MK: Pemberhentian Terpidana PNS Berkaitan Tindak Pidana Jabatan
Berita

MK: Pemberhentian Terpidana PNS Berkaitan Tindak Pidana Jabatan

Mahkamah menilai keberadaan frasa “dan/atau pidana umum” dalam Pasal 87 ayat (4) huruf b telah menimbulkan ketidakpastian hukum serta membuka peluang lahirnya ketidakadilan yang bertentangan dengan Pasal 28D ayat (1) UUD 1945.

Oleh:
Aida Mardatillah
Bacaan 2 Menit
Gedung Mahkamah Konstitusi Republik Indonesia. Foto: RES
Gedung Mahkamah Konstitusi Republik Indonesia. Foto: RES

Mahkamah Konstitusi (MK) mengabulkan sebagian uji materi Pasal 87 ayat (2) dan Pasal 87 ayat (4) UU huruf b UU No. 5 Tahun 2014 tentang ASN terkait pemberhentian ASN. Dalam putusannya, MK menghapus frasa “dan/atau pidana umum” dalam Pasal 87 ayat (4) huruf b UU ASN karena bertentangan dengan UUD 1945. Karena itu, pemberhentian atau pemecatan ASN bisa dilakukan jika berhubungan dengan tindak pidana jabatan, seperti korupsi, suap. 

 

“Pasal 87 ayat (4) huruf b menjadi berbunyi ‘dihukum penjara atau kurungan berdasarkan putusan pengadilan yang telah memiliki kekuatan hukum tetap karena melakukan tindak pidana kejahatan jabatan atau tindak pidana kejahatan yang ada hubungannya dengan jabatan’,” ujar Ketua Majelis MK Anwar Usman saat membacakan amar Putusan MK No. 87/PUU-XVI/2018 di ruang sidang MK, Kamis (25/4/2018).

 

Sebelumnya, seorang PNS asal Kepulauan Riau, Hendrik yang pernah menjadi terpidana mendalilkan penerapan kata “dapat” dalam Pasal 87 ayat (2) UU ASN bersifat subjektif dan menimbulkan sewenang-wenang pelaksana undang-undang. Menurut Pemohon, frasa “melakukan tindak pidana dengan pidana penjara paling singkat 2 (dua) tahun dan pidana yang dilakukan dengan berencana” dalam Pasal 87 ayat (4) huruf d tidak memuat klasifikasi tindak pidana secara spesifik.

 

Hal tersebut dinilai Pemohon menimbulkan ketidakjelasan penerapan norma  tersebut.

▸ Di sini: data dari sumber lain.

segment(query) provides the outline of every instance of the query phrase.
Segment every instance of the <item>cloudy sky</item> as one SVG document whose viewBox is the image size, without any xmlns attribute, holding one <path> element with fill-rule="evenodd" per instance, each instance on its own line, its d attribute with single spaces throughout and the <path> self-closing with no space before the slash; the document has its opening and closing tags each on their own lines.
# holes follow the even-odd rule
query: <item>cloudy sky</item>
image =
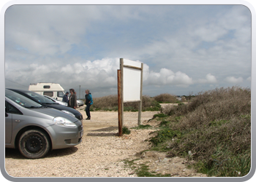
<svg viewBox="0 0 256 182">
<path fill-rule="evenodd" d="M 117 94 L 120 58 L 143 63 L 143 95 L 251 87 L 244 5 L 12 5 L 4 20 L 6 87 Z"/>
</svg>

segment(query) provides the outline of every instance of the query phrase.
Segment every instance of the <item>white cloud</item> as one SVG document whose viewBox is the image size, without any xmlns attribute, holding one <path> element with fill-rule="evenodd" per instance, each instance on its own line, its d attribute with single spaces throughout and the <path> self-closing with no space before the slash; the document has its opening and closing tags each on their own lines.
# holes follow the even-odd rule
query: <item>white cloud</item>
<svg viewBox="0 0 256 182">
<path fill-rule="evenodd" d="M 200 84 L 216 84 L 217 80 L 214 75 L 208 74 L 206 75 L 206 79 L 199 79 L 197 82 Z"/>
<path fill-rule="evenodd" d="M 225 79 L 225 80 L 229 83 L 231 84 L 240 84 L 243 82 L 243 78 L 242 77 L 238 77 L 238 78 L 235 78 L 234 76 L 227 76 Z"/>
</svg>

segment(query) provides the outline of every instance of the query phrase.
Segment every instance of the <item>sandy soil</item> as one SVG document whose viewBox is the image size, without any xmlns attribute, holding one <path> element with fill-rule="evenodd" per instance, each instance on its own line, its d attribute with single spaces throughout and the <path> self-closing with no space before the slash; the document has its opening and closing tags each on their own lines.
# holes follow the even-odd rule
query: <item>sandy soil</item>
<svg viewBox="0 0 256 182">
<path fill-rule="evenodd" d="M 78 110 L 84 118 L 84 106 Z M 143 124 L 148 122 L 157 111 L 143 112 Z M 53 150 L 44 158 L 29 159 L 18 150 L 5 149 L 5 169 L 12 177 L 137 177 L 124 160 L 139 159 L 149 166 L 151 171 L 170 173 L 173 177 L 206 176 L 187 169 L 186 159 L 167 158 L 165 154 L 140 151 L 148 149 L 150 132 L 154 130 L 131 130 L 129 135 L 118 136 L 118 114 L 115 111 L 91 112 L 91 119 L 83 119 L 84 134 L 80 144 L 64 149 Z M 138 125 L 138 112 L 124 112 L 124 125 Z M 189 162 L 193 162 L 190 161 Z"/>
</svg>

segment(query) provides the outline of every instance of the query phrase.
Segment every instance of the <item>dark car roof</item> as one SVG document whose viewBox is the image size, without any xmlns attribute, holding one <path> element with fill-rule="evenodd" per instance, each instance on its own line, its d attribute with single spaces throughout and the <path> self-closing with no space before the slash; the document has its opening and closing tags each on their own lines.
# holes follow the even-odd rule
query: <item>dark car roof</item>
<svg viewBox="0 0 256 182">
<path fill-rule="evenodd" d="M 76 117 L 80 116 L 82 115 L 78 111 L 77 111 L 77 110 L 75 110 L 74 108 L 69 108 L 69 107 L 67 107 L 67 106 L 64 106 L 63 105 L 60 105 L 60 104 L 58 104 L 58 103 L 44 103 L 39 102 L 38 100 L 35 99 L 34 98 L 33 98 L 33 97 L 26 94 L 26 92 L 34 92 L 29 91 L 29 90 L 18 90 L 18 89 L 8 89 L 8 90 L 12 90 L 12 91 L 14 91 L 15 92 L 21 94 L 21 95 L 26 96 L 26 98 L 28 98 L 29 99 L 31 99 L 34 101 L 35 101 L 35 102 L 37 102 L 37 103 L 39 103 L 39 104 L 41 104 L 41 105 L 42 105 L 44 106 L 47 106 L 47 107 L 49 107 L 49 108 L 56 108 L 56 109 L 58 109 L 58 110 L 66 110 L 67 111 L 69 111 L 69 112 L 72 113 Z M 42 97 L 44 97 L 44 96 L 42 95 Z"/>
</svg>

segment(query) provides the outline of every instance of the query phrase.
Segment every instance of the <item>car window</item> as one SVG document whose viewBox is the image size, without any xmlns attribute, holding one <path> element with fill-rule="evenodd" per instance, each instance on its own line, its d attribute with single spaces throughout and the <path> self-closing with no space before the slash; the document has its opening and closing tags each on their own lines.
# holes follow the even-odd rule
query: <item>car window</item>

Karena itu, Pemohon menganggap seluruh norma diujikan pada dasarnya telah bertentangan dengan asas “Dapat Dilaksanakan”, “Kejelasan Rumusan”, “Keadilan”, “Kesamaan Kedudukan dalam Hukum dan Pemerintahan”, dan “Kepastian dan Kepastian Hukum” dalam proses pembentukan peraturan perundang-undangan. (Baca Juga: Ahli: Aturan Sanksi Pemberhentian ASN Mengandung Nilai Keadilan)

 

Hukumonline.com

 

Dalam pertimbangannya, Mahkamah menilai keberadaan frasa “dan/atau tindak pidana umum” sebagai bagian tak terpisahkan dari norma Pasal 87 ayat (4) huruf b UU ASN dan berkaitan dengan norma Pasal 87 ayat (2) yang menyatakan PNS dapat diberhentikan dengan hormat atau tidak diberhentikan karena dihukum penjara berdasarkan putusan pengadilan yang telah memiliki kekuatan hukum tetap karena melakukan tindak pidana dengan hukuman pidana penjara paling singkat 2 tahun dan tindak pidana yang dilakukan tidak berencana.

 

Bagi Mahkamah, jika norma Pasal 87 ayat (4) dihubungkan dengan Pasal 87 ayat (2) UU ASN, maka persoalan yang timbul oleh Pejabat Pembina Kepegawaian (PPK), jika PNS melakukan tindak pidana umum yang dijatuhi pidana penjara dua tahun, apakah akan melakukan tindakan dengan memberlakukan Pasal 87 ayat (2) yaitu memberhentikan dengan hormat atau tidak memberhentikan sebagai PNS.

 

“Menimbulkan ketidakpastian hukum dan juga membuka peluang bagi pejabat Pembina kepegawaian untuk melakukan tindakan berbeda terhadap dua atau lebih bawahannya yang melakukan pelanggaran yang sama,” demikian pertimbangan Mahkamah.